Insofern tritt, nun verschärft, bei der Eintracht jener Aderlass ein, der allgemein erwartet wurde. Internationale Topathleten und damit Stützen in der Außendarstellung wie Betty Heidler (Hammerwurf) und Kamghe Gaba (400 Meter) haben ihre Karrieren beendet; dass Hochspringerin Ariane Friedrich nach ihrer schweren Knieverletzung mit anschließender Operation nochmals zurückkehrt, ist derzeit undenkbar. Dass der ehemalige Zehnkampf-Europameister Pascal Behrenbruch, 31, nach zwei trostlosen Wettkampfjahren verkündet hat, seine Karriere fortzusetzen und dabei auf zugesagte Unterstützung seines Klubs setzt, ist nicht mehr als eine Randnotiz. Fünf Tage vor dem Ende der Wechselfrist gibt es von Seiten der Eintracht weiterhin nur eine Meldung, die tatsächlich zukunftsweisend ist: die Rückkehr der Weltklasse-Siebenkämpferin Carolin Schäfer. „Das Mädchen“, wie die stellvertretende Abteilungsleiterin Ilse Bechthold gerne sagt. Es ist der bislang einzige frische Impuls.


Gianluca Puglisi (Foto: Benjamin Heller)

Währenddessen hat der Königsteiner LV bekanntgegeben, dass Weitspringer Gianluca Puglisi die LG Eintracht Frankfurt verlassen und sich dem Taunus-Klub anschließen wird. Der Jurastudent, Bestleistung 7,56 Meter und Fünfter der Hallen-DM, strebt im nächsten Jahr die (Final-)Teilnahme bei der U23-EM an und wird mit dem Satz zitiert: „Auf diesem Weg suchte ich einen Verein, der voll hinter mir steht und bei dem ich mich wohlfühle.“ Puglisi hat sich im August der Trainingsgruppe um Jürgen Sammert angeschlossen, ist also seit drei Monaten in einem Boot mit Disziplinkollegin Maryse Luzolo, einer anderen Ex-Frankfurterin.

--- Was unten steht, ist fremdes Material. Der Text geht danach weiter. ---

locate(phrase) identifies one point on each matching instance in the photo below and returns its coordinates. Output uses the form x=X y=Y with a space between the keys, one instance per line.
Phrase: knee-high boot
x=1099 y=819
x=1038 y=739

Verlassen wird Königstein Nathalie Buschung, die U23-Weit- und Hochspringerin trägt künftig das Trikot des Wiesbadener LV und wird von Peter Rouhi trainiert. Veränderungen gibt es auch im Trainerteam des Königsteiner LV: Markus Oerter verabschiedet sich zum Jahresende aus beruflichen Gründen, neu ist Radovan Misik. Der 39-jährige gebürtige Slowake ist ein erfahrener Sprungtrainer, trainierte bereits Hochspringer aus der slowakischen Nationalmannschaft. Misik ist als Sportlehrer an der European School Frankfurt tätig. Beim KLV ist er für das Sprungtraining der Mehrkämpfer und der Spezialisten Sprung/Sprint zuständig.